Por Nacho Palou — 29 de Octubre de 2015

Ethical Cars
A, B o C. En cualquier caso el ocupante y dueño del coche autónomo muere.

En MIT Technology Review, Why Self-Driving Cars Must Be Programmed to Kill,

Aquí surge el dilema. Imagina que en un futuro eres el propietario de un coche autónomo. Un día, mientras circulas y debido a una serie de desafortunados sucesos el coche acaba dirigiéndose hacia una multitud de diez personas situadas en medio de la carretera. El coche no puede detenerse a tiempo, pero puede evitar arrollar a esas diez personas dando un volantazo hacia una pared. Esta colisión te mataría a ti, el ocupante del vehículo y su propietario. ¿Qué debería hacer entonces el coche?
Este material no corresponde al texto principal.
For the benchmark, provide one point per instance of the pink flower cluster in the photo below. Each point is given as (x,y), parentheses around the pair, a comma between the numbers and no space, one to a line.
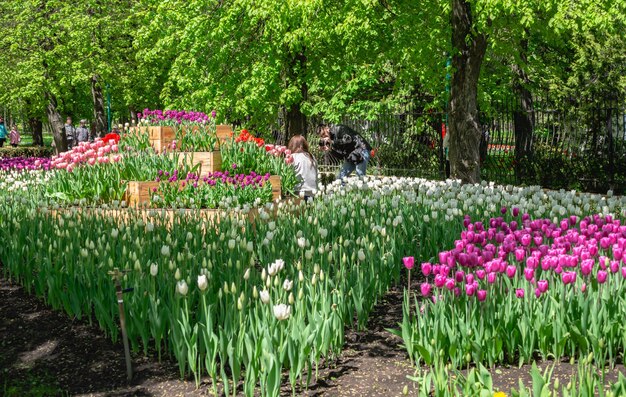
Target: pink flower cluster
(179,116)
(279,151)
(96,152)
(536,252)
La respuesta no es tan sencilla como considerar que es mejor perder una vida que diez. No hay una respuesta correcta y otra incorrecta. Según el estudio, de entrada el público estaría de acuerdo en minimizar los daños, siempre y cuando no sean ellos —o su familia o un hijo— quienes viajan en ese coche, de modo que la respuesta cambia con cada escenario y caso particular.

Por otro lado en el caso de que los coches autónomos estuvieran programados para matar a su dueño y a sus ocupantes en un momento dado aunque fuera sólo bajo esa premisa —provocar el menor número de bajas— supondría que buena parte del público no compraría esos coches; habría menos o ningún coche autónomo circulando y por tanto no habría una reducción en el número de víctimas por accidentes de tráfico (que es la gran promesa de la conducción autónoma, pero mientras tanto el proceso de sacarse el carnet de conducir todavía tiene mucho margen de mejora para la formación de los conductores humanos.)
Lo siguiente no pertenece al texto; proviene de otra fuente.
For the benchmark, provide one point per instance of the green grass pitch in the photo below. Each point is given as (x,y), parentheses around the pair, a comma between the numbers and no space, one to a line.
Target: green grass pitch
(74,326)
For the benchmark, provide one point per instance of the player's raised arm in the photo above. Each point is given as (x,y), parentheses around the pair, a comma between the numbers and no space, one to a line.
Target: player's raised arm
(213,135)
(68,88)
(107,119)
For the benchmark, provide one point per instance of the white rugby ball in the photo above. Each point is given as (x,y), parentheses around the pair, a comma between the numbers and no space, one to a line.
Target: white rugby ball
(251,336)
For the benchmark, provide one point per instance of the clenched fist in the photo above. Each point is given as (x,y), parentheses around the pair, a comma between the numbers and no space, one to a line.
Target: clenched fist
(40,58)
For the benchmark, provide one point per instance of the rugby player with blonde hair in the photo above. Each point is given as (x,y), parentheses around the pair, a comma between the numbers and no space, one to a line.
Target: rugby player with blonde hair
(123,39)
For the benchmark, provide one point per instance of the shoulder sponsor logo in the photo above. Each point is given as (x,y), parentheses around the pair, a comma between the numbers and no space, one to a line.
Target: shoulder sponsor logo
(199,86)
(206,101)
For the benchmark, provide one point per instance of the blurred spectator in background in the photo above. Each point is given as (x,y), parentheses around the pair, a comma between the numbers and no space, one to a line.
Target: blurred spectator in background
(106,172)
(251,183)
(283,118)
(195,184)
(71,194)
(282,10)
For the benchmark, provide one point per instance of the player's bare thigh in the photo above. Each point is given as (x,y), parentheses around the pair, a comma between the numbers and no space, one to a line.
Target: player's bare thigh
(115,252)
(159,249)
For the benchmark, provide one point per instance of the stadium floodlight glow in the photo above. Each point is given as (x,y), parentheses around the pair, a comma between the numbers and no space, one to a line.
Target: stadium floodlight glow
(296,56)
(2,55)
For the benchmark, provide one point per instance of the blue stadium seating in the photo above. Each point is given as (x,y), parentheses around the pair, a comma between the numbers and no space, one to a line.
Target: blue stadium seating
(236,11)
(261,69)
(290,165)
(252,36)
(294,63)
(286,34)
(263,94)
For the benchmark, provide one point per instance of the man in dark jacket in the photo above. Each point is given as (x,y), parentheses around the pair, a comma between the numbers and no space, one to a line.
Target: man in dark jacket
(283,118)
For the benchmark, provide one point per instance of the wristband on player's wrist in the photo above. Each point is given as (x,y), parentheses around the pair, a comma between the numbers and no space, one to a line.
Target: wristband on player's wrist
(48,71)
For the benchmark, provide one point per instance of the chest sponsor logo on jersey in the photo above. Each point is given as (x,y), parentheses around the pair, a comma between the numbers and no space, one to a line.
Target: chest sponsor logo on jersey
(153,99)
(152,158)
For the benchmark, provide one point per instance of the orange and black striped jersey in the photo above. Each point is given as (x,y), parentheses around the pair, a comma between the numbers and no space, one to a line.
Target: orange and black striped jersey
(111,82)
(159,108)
El asunto no es nuevo, pero ahora empiezan a circulas coches con piloto automático y diversos niveles de autonomía, «desarrollar una moralidad algorítmica se ha vuelto urgente», según los investigadores.

La opción que se baraja consiste en programar los coches autónomos para que los accidentes sean accidentes añadiendo aleatoria a las decisiones que pueda tomar un coche autónomo en caso de accidente inminente, de modo que ocurran cosas.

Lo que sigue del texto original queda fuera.